The clerk shook his head. ‘Far from it. Some canons are as ignorant as their bottlers. I suspect some are even totally uncaring about their faith, perhaps even unbelievers.’ His face darkened as some inner thought erupted. ‘And some are evil men, who think nothing of taking away a man’s soul.’
De Wolfe had more urgent problems than Thomas’s soul. ‘Has he left a message this time, as he did with the moneylender?’

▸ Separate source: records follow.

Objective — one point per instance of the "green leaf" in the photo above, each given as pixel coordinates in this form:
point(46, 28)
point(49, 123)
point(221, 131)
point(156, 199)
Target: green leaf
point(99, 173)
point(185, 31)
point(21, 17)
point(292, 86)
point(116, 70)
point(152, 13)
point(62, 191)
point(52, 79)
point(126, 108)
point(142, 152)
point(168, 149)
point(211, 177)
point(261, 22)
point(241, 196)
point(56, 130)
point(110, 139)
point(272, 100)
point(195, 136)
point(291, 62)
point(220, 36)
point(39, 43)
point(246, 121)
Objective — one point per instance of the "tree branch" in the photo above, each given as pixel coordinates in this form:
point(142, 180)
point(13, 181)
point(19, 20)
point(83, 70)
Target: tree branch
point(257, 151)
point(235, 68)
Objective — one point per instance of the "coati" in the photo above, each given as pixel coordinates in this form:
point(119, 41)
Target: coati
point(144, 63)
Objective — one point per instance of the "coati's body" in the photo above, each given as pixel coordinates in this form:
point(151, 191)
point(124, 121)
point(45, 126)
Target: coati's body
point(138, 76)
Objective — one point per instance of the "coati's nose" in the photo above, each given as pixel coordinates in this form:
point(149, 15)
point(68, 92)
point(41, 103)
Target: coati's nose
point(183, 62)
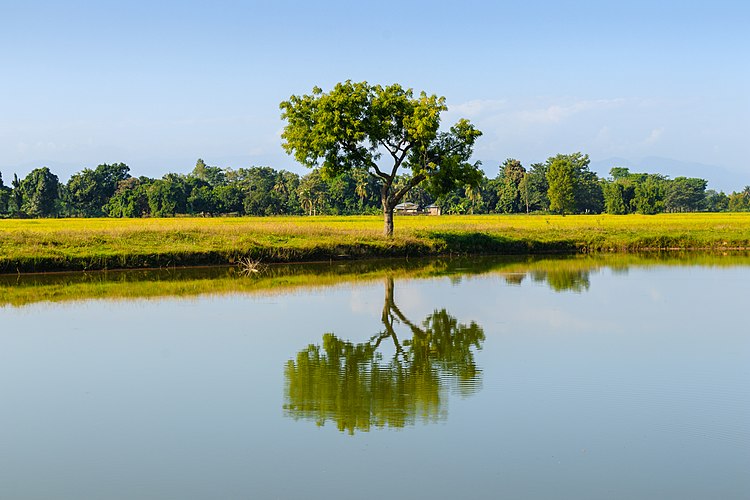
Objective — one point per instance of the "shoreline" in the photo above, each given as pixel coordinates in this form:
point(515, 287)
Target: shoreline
point(64, 245)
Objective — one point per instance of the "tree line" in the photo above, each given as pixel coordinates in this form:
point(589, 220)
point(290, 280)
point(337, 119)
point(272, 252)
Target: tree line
point(562, 184)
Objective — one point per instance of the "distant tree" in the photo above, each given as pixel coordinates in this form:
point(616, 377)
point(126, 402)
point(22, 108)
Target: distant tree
point(130, 198)
point(740, 202)
point(614, 202)
point(356, 124)
point(167, 196)
point(312, 193)
point(512, 174)
point(716, 202)
point(214, 176)
point(88, 191)
point(536, 187)
point(649, 194)
point(5, 197)
point(40, 193)
point(685, 194)
point(201, 198)
point(16, 196)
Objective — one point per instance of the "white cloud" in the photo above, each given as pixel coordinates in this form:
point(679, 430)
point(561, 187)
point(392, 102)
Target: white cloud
point(654, 136)
point(479, 107)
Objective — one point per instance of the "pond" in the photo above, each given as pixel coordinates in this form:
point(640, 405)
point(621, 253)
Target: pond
point(584, 377)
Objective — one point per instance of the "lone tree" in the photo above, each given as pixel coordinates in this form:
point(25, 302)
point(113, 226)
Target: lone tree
point(357, 126)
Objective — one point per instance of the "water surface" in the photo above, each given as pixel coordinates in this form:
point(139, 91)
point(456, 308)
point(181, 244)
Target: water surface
point(515, 378)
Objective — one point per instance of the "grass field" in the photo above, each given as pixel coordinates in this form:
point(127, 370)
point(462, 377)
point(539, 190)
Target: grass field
point(89, 244)
point(560, 273)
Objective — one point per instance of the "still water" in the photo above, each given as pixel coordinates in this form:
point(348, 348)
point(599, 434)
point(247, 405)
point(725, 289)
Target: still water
point(576, 378)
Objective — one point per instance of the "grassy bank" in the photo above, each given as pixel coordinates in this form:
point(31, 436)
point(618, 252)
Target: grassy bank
point(90, 244)
point(560, 273)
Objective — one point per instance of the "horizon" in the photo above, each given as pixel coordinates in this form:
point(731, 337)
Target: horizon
point(159, 86)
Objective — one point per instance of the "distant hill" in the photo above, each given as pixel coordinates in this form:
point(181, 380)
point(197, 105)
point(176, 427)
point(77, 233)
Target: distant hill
point(719, 178)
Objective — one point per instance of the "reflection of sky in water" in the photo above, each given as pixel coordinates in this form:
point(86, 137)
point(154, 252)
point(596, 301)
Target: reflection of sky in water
point(634, 388)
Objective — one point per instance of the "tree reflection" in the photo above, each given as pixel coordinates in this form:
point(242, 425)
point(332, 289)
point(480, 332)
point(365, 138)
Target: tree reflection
point(358, 387)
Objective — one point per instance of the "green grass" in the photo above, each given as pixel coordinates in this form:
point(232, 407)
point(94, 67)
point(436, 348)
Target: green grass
point(560, 273)
point(91, 244)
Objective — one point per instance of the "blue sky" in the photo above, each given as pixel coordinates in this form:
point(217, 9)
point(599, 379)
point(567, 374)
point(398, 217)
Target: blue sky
point(158, 86)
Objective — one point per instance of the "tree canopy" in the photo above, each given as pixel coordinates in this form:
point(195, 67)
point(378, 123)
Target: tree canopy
point(379, 130)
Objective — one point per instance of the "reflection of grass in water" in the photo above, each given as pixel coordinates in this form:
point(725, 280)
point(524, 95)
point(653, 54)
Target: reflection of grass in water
point(564, 273)
point(78, 244)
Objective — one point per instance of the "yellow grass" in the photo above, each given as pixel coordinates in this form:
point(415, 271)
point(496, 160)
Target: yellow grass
point(74, 244)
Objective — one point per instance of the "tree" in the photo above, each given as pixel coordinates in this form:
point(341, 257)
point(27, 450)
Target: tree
point(613, 198)
point(90, 190)
point(5, 197)
point(716, 202)
point(130, 198)
point(167, 196)
point(740, 202)
point(214, 176)
point(561, 191)
point(685, 194)
point(649, 194)
point(380, 130)
point(40, 193)
point(509, 194)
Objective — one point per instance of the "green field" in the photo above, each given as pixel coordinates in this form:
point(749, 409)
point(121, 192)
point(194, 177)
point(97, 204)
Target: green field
point(560, 273)
point(90, 244)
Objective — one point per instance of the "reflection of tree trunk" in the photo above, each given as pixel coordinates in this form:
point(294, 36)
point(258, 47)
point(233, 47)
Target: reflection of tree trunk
point(392, 313)
point(388, 318)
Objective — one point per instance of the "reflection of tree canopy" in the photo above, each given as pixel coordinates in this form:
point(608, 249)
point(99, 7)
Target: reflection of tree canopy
point(353, 385)
point(559, 280)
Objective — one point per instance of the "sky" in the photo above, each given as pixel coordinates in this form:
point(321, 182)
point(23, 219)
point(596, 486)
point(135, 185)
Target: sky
point(158, 85)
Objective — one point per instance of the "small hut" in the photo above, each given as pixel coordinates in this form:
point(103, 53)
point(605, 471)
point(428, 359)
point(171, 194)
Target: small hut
point(433, 209)
point(407, 208)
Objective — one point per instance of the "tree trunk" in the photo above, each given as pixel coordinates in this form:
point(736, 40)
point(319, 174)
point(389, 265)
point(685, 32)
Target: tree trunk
point(388, 220)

They began to search the body, but were hampered in that none of the men wanted to undress her, although in life she had earned her living by exposing her body to men. The removal of her hooded mantle was as far as they went, which at least gave them access to her head and neck. The gaudy wig, made of some bright orange-red tow, was awry, revealing her short brown hair beneath. The ligature around her neck was made of silk and when Gwyn unwrapped it, they saw it was a thin stocking, looped twice around her slender throat and tied in a double knot at the side. It had cut into her neck, leaving a deep groove from the pressure.
‘It was done during life, no doubt of that,’ growled the coroner, pointing at the two edges of the groove. ‘The upper edge has a line of blood spots along it and above that, the skin is purple and swollen, whereas it is pale and clear below.’